If you need it, it doesn’t bother speed performance… You need it!
Anyway, talking about performance & speed, plain AS vanilla uses to be faster than invoking an osax. Time ago I did a test for search/replace routines. If you wish take a look to the results, go to http://homepage.mac.com/julifos/scripts/wis/sr.html
You’ll se that vanilla AS is very fast. But, at this particular thopic, if you’re planning work with large amounts of data or complex data, my experience says “use osaxen”.

Depending on the app… Eg, under OS X Finder is so slow, because it must refresh every time. Also, this does happen (or happened) with FileMaker and other apps.
Anyway, for speed: plain AS > osaxen > apps

Minimal slowest than “in your own script”… See at my test again.
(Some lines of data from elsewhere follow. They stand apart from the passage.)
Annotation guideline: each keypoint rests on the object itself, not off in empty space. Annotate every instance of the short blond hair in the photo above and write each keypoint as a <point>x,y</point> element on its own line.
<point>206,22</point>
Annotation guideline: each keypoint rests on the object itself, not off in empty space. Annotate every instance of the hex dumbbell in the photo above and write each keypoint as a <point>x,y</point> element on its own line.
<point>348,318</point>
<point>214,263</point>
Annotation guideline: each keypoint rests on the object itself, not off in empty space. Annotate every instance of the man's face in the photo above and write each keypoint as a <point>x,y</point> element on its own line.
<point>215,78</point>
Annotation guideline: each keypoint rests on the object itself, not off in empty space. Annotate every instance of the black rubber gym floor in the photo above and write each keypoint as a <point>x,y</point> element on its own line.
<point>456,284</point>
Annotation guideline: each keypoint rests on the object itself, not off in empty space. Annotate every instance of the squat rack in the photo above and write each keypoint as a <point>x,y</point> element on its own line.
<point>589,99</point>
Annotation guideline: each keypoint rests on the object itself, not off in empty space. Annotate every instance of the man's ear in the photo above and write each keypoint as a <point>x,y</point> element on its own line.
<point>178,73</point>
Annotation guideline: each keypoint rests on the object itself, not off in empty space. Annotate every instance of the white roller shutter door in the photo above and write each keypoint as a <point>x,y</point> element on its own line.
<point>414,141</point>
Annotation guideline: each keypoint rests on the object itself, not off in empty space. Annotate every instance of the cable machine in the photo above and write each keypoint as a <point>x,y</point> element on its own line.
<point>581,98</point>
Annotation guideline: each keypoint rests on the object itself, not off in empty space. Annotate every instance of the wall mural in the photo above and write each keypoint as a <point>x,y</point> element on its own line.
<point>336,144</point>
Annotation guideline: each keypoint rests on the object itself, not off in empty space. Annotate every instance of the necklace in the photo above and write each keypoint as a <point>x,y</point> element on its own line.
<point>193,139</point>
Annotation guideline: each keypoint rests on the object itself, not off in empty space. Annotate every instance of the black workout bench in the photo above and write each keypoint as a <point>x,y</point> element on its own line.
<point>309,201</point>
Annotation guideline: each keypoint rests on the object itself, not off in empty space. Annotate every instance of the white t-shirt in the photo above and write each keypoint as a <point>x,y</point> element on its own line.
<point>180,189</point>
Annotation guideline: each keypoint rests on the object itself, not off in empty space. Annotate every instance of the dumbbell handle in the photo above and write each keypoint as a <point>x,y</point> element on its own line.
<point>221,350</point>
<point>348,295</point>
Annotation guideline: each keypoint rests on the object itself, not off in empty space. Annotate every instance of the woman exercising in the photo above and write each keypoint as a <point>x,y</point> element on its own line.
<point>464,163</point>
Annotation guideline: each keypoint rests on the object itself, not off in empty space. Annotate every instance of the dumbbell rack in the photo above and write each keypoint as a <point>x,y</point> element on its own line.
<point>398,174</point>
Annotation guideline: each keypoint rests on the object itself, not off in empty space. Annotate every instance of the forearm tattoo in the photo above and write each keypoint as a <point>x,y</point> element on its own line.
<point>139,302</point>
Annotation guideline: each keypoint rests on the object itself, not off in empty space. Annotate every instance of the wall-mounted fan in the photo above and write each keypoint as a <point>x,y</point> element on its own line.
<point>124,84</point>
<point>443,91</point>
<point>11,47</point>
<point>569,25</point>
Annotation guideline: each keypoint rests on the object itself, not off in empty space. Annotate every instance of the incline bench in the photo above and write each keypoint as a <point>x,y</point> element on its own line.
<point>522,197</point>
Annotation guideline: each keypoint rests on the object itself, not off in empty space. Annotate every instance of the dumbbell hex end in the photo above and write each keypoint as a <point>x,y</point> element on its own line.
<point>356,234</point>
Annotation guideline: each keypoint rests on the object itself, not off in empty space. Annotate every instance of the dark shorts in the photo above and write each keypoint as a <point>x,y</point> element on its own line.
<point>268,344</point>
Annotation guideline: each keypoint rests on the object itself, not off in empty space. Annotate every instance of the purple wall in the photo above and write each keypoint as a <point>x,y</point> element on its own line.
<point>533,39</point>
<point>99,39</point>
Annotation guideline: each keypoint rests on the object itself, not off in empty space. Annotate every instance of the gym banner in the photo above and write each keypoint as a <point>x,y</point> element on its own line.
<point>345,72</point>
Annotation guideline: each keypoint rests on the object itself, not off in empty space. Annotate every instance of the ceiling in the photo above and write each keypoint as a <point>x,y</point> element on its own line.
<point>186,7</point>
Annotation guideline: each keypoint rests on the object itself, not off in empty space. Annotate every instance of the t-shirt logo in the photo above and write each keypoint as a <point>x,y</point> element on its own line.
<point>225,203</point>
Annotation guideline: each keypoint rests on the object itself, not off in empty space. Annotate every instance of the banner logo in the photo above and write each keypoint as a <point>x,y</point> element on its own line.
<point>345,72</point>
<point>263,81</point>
I’d suggest you to make your own test and see what better fit your needs. There are many utilities for speed timing. You can take a look to ScriptBuilders or use the routine posted at (my test again) or make your own ( :wink: )

IIRC, a call to an osax is something like 1/100th the speed of a call to a local handler, and that a call to an application is 1/10th the speed of a call to an osax. There’s overhead in copying the script’s data for dispatch in an Apple Event, and additional overhead when crossing processes as well. The difference between calling a local handler and calling a handler in a local script object (e.g. a library) is trivial, and neither is likely to have a noticable impact on performance compared to the rest of the code anyway. But calling a handler in a separate stay-open applet will be slow, as you’re dispatching Apple Events across processes again.

There’s so many other potential causes for slowdown that have nothing to do with message sending. Best thing to do is to get a timing osax (e.g. GetMilliSec) and do some profiling to identify the bottlenecks. (I see Rob’s suggested ASText, but it doen’t do benchmarking. You’ll have to roll your own code for this, not that basic timing code is hard to do.)

An osax is worth considering if 1. the message dispatch time is trivial compared to the time it takes to churn the data itself, and 2. processing said data takes a significant fraction of the overall running time for the entire script.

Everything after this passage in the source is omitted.